I have the following code:
static _Atomic float testf;
void func() {
testf=1.0f;
float f=testf;
printf("%f\n", f);
}
Running it causes the program to hit a Debug Assert, Invalid memory order, at vcruntime_c11_atomic_support.h:417. (MSVC version 19.37.32822.0).
I'm not that familiar with x64 calling conventions, but it looks like the generated assembly isn't calling either one of _Atomic_store32 or _Atomic_load32 correctly:
inline void _Atomic_store32(volatile int* _Ptr, int _Desired, int _Order);
inline int _Atomic_load32(const volatile int* _Ptr, int _Order);
; 41 : testf=1.0f;
mov r8d, 5 ; !!This seems to be _Order, corresponding to _Atomic_memory_order_seq_cst
movss xmm1, DWORD PTR __real@3f800000
lea rcx, OFFSET FLAT:testf
call _Atomic_store32 ; !!Where is EDX? That should contain _Desired.
; 42 : float f=testf;
movss xmm1, DWORD PTR __real@40a00000
lea rcx, OFFSET FLAT:testf
call _Atomic_load32 ; !!EDX should have _Order.
movss DWORD PTR f$[rsp], xmm0
Is MSVC atomic support bugged, or am I doing something wrong?
Looks like a compiler bug from that asm output.
It's like the compiler wants to call _Atomic_store32(void*, float)

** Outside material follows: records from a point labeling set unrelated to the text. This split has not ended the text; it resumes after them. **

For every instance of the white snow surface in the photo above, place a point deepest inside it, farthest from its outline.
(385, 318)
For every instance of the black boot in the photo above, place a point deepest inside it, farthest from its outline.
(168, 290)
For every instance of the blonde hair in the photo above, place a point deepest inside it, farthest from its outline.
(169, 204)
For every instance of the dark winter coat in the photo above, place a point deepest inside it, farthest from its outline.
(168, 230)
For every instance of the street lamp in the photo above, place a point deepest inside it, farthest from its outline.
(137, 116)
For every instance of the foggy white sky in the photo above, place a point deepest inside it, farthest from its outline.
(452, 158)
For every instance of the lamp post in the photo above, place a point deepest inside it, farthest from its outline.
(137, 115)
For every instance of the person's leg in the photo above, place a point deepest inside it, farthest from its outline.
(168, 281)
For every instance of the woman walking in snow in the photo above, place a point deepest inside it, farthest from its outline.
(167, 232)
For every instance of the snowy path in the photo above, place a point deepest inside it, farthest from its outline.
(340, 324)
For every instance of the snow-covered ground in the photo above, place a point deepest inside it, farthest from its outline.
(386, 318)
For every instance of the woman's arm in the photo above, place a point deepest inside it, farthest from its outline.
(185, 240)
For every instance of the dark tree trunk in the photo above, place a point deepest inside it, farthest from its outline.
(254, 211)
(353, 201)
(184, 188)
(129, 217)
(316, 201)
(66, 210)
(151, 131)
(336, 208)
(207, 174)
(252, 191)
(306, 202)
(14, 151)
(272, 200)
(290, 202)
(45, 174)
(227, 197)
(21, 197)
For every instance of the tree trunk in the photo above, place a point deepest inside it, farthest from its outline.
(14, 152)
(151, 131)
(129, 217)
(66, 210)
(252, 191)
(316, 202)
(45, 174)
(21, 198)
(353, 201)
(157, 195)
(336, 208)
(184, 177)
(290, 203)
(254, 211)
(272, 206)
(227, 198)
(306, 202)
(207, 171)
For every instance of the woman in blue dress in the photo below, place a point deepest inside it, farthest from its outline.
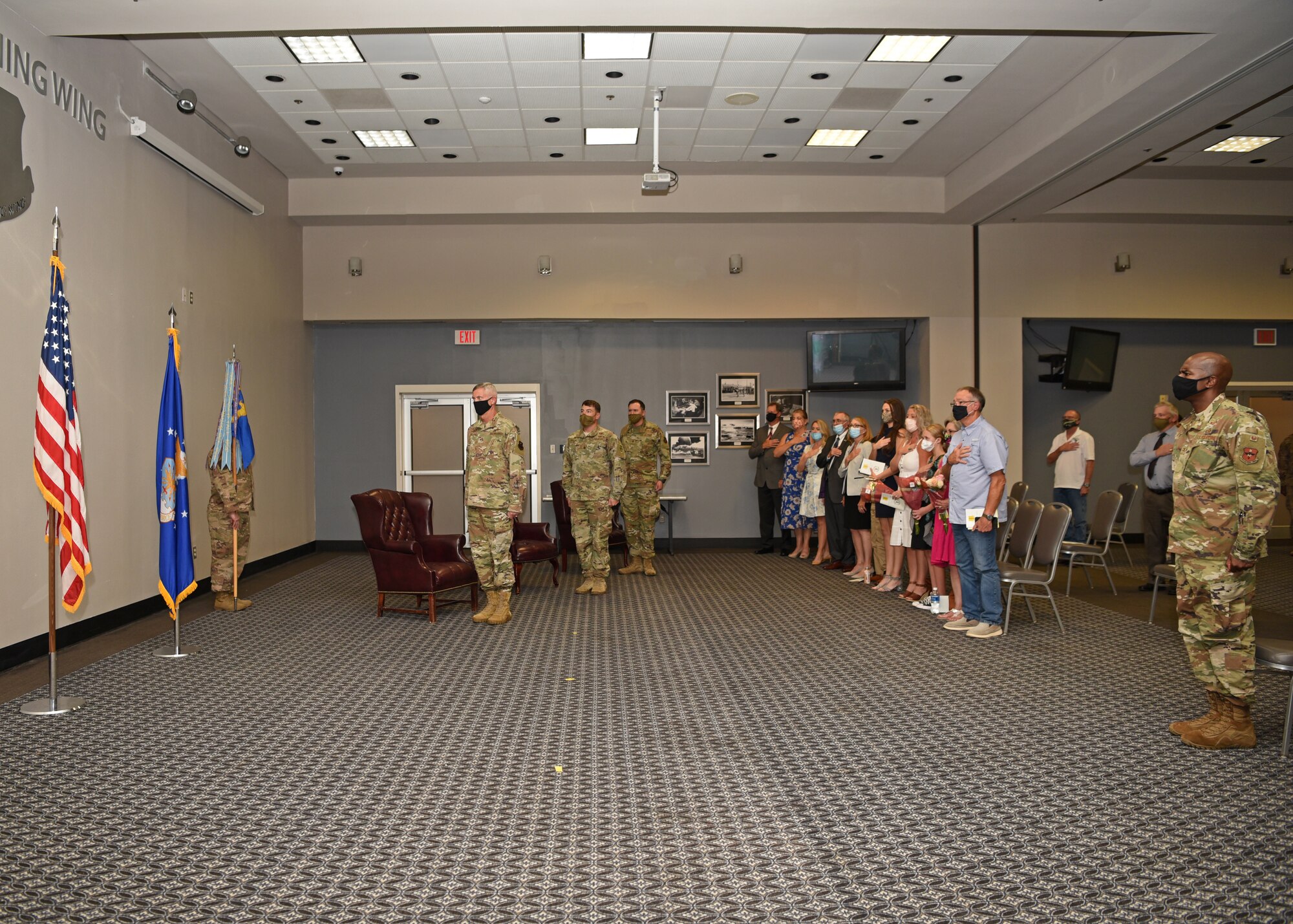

since it's passing the second arg in XMM1. But that's the same function it uses for integers, I assume, so yeah the actual arg needs to be in EDX. Treating it like a variadic function would work for the Win x64 calling convention, since those functions need XMM args to be copied to the corresponding integer reg.
For the load, movss xmm1, DWORD PTR __real@40a00000
is loading a float constant with bit-pattern 0x40a00000
into the second arg-passing register (for FP args). That bit-pattern represents 5.0f
, so MSVC has got itself very confused about something, doing _Atomic_load32(&testf, (float)memory_order_seq_cst)
with those arg types.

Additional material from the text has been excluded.